4.5. Gene Cloning, Vector Construction and Transcriptional Activation Analysis in Yeast Cells

To further evaluation of transactivation activity of 12 BaAP2/ERF genes, we cloned these 12 genes into the pMD18-T clone vector. After sequence analysis, the PCR products of these genes were cloned separately into the pGBKT7 vector using the in-fusion PCR cloning system (Clontech, Mountain View, CA, USA). Positive plasmids containing different BaAP2/ERF genes were transformed into the Y2H yeast strain (Clontech, Mountain View, CA, USA).

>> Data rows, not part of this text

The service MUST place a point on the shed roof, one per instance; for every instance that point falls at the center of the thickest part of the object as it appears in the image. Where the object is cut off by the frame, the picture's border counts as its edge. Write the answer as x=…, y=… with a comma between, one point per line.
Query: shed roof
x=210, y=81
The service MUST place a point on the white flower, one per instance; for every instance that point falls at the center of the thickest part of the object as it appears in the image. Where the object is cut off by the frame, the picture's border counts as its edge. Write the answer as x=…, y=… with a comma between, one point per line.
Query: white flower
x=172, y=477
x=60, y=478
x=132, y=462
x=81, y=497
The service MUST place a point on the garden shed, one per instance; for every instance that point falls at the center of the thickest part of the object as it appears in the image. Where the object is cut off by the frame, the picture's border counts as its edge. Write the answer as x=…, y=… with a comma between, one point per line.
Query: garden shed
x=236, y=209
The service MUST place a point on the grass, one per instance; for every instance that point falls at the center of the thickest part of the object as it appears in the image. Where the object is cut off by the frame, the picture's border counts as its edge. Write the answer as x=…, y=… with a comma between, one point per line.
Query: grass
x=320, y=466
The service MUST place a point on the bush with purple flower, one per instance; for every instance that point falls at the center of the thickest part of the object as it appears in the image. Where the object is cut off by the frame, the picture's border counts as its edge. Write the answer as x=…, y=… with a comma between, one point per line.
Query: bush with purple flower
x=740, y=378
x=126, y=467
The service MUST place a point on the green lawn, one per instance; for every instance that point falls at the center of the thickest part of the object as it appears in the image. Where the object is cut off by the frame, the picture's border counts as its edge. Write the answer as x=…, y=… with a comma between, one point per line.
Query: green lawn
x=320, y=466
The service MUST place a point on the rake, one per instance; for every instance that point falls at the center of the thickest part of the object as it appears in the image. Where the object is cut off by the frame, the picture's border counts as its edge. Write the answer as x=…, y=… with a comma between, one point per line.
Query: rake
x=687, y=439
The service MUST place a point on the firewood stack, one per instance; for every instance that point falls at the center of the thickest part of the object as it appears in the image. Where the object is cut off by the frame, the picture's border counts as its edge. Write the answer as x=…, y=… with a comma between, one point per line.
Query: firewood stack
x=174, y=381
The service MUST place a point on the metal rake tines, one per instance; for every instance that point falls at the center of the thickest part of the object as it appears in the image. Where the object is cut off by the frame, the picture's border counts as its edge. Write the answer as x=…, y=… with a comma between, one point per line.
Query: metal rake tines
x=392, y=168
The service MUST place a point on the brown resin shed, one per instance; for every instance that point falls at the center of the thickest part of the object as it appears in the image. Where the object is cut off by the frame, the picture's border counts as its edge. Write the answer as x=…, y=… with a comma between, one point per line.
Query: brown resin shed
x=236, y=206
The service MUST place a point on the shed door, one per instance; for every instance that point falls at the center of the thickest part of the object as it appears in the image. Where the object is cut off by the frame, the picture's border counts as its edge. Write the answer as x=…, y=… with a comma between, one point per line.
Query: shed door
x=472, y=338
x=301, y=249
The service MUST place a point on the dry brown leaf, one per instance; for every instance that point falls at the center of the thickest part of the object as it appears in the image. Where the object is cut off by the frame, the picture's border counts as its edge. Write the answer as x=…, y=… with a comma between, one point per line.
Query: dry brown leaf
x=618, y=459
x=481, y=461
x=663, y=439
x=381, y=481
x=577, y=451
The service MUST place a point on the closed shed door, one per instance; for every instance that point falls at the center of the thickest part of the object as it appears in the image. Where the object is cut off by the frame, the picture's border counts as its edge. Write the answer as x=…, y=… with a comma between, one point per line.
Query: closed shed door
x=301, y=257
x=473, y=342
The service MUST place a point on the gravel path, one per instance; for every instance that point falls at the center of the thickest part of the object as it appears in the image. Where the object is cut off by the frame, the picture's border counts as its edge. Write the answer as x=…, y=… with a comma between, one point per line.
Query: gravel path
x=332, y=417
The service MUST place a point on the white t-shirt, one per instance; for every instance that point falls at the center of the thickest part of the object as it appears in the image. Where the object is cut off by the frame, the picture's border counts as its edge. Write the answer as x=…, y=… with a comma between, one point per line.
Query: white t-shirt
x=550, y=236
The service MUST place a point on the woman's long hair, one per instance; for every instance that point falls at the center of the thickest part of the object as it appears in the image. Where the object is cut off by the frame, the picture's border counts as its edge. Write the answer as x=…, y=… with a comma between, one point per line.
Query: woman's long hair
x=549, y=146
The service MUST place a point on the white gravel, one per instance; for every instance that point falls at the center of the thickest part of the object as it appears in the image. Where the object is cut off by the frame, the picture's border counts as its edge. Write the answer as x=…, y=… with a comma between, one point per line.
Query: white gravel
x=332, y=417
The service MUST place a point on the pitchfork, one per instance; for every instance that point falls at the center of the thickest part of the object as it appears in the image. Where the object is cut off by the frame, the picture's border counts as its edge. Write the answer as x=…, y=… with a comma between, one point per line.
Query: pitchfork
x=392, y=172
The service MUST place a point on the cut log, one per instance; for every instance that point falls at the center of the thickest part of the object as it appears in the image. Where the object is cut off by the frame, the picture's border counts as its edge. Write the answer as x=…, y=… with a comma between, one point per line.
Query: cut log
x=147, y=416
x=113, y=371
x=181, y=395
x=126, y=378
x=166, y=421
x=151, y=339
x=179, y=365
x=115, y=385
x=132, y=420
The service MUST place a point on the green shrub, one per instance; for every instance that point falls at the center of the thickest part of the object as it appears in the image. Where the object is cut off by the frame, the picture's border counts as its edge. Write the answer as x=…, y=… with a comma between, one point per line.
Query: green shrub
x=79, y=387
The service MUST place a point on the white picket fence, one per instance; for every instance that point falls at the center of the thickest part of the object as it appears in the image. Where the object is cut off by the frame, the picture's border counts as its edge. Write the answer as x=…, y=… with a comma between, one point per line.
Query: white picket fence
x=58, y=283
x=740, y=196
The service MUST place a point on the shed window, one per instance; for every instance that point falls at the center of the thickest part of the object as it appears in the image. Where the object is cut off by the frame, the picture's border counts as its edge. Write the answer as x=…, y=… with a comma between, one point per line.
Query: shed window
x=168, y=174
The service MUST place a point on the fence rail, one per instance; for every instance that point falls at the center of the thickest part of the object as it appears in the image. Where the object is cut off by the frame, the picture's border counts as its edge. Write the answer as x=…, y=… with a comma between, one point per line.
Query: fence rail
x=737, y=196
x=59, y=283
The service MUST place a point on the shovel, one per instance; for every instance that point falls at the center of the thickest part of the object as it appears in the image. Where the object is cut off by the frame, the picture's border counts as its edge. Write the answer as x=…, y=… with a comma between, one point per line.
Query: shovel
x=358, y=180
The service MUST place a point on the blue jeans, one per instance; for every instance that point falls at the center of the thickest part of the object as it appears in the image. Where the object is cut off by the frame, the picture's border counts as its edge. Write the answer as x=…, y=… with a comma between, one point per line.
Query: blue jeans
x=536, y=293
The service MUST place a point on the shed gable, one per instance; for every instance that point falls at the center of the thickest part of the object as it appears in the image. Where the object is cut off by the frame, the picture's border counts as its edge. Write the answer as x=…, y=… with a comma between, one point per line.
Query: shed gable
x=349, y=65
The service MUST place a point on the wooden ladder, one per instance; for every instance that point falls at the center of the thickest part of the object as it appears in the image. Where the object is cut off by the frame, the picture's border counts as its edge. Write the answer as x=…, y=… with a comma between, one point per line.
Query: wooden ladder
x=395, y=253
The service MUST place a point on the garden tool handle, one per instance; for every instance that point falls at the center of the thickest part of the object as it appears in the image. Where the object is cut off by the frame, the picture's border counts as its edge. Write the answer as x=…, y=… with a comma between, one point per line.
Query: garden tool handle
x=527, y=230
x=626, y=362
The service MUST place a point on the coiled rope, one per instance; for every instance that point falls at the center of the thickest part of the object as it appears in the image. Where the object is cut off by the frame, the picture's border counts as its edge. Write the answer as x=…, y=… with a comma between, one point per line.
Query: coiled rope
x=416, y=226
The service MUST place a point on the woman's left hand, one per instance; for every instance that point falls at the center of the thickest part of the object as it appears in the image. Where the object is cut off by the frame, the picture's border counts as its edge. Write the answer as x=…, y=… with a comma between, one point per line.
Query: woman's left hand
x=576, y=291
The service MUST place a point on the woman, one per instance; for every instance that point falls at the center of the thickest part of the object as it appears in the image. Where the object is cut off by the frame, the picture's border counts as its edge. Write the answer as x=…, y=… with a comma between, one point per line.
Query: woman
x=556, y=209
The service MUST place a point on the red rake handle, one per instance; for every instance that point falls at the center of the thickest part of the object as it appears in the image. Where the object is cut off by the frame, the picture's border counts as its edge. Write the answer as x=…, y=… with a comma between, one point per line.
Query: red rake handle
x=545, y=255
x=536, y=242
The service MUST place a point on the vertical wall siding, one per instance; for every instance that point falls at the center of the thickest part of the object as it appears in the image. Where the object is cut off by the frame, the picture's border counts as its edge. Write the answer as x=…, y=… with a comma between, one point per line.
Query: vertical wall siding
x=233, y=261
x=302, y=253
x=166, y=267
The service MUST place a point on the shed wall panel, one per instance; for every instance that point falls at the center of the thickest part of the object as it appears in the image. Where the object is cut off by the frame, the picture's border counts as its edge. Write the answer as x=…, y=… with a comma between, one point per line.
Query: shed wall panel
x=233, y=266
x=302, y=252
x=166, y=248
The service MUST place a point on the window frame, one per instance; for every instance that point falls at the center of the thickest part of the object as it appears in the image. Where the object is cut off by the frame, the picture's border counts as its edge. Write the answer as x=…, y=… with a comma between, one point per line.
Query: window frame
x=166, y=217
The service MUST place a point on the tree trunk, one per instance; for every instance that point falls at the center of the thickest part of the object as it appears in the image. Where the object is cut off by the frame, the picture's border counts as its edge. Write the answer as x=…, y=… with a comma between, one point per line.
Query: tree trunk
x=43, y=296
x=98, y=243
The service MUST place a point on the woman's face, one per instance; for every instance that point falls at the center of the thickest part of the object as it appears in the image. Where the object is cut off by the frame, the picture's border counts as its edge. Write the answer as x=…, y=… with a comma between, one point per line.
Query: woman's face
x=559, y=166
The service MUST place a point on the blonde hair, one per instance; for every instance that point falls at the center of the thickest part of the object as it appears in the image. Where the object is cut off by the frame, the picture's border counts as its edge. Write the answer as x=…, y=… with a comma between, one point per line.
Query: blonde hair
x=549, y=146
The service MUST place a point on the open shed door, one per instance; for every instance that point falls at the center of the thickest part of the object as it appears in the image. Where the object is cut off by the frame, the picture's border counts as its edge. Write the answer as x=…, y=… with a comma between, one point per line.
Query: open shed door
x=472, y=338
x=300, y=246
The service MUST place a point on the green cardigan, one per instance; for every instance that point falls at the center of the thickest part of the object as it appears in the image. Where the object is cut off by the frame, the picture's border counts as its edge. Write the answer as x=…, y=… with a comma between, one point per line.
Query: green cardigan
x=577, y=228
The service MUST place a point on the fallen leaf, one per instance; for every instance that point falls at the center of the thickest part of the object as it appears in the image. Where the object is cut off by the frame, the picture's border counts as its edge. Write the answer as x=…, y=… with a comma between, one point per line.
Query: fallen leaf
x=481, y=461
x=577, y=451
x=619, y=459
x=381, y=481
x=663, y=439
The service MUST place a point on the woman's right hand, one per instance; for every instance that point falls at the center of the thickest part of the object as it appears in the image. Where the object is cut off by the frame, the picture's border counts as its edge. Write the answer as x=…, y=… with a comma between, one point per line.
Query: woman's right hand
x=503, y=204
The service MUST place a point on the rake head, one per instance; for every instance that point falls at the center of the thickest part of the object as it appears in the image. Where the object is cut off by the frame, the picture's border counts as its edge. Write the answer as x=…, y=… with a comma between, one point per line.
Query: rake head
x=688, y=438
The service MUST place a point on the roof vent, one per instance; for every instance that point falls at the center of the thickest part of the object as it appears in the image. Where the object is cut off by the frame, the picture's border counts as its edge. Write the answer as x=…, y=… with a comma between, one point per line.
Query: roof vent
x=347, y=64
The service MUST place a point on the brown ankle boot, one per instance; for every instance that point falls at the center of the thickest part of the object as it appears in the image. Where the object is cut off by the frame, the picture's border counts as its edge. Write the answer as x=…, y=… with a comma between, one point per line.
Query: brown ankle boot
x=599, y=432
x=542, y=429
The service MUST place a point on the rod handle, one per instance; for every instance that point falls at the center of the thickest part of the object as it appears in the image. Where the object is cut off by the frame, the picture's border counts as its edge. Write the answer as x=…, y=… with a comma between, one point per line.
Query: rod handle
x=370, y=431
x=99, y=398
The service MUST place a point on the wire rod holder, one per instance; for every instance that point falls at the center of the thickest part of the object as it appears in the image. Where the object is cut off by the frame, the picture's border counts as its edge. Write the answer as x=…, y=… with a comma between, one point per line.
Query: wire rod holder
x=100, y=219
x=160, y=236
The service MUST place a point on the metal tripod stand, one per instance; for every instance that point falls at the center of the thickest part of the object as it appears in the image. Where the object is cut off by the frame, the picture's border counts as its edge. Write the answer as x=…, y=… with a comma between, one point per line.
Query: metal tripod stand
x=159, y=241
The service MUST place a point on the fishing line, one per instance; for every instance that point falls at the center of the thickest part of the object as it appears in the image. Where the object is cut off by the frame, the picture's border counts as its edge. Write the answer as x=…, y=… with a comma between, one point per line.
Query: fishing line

All primers used for cloning and vector construction are listed in Tables S3 and S4. The cell concentration of yeast positive transformants were adjusted to an OD600 of 2.0, the yeast cells were then diluted serially (1, 10⁻¹, 10⁻², 10⁻³, and 10⁻⁴) and dropped with 2 μL on synthetic dropout (SD) medium without tryptophan (SD/−Trp), without tryptophan and histidine (SD/−Trp−His), and with SD/−Trp−His plates containing x-α-gal with the final concentration of 40 mg/L (SD/−Trp−His+x-α-gal). Yeast cells expressing the empty vector pGBKT7 was used as negative control. The plates were incubated at 30 °C for 2–4 days before photographing. Adobe Illustrator CS5 was used for image processing.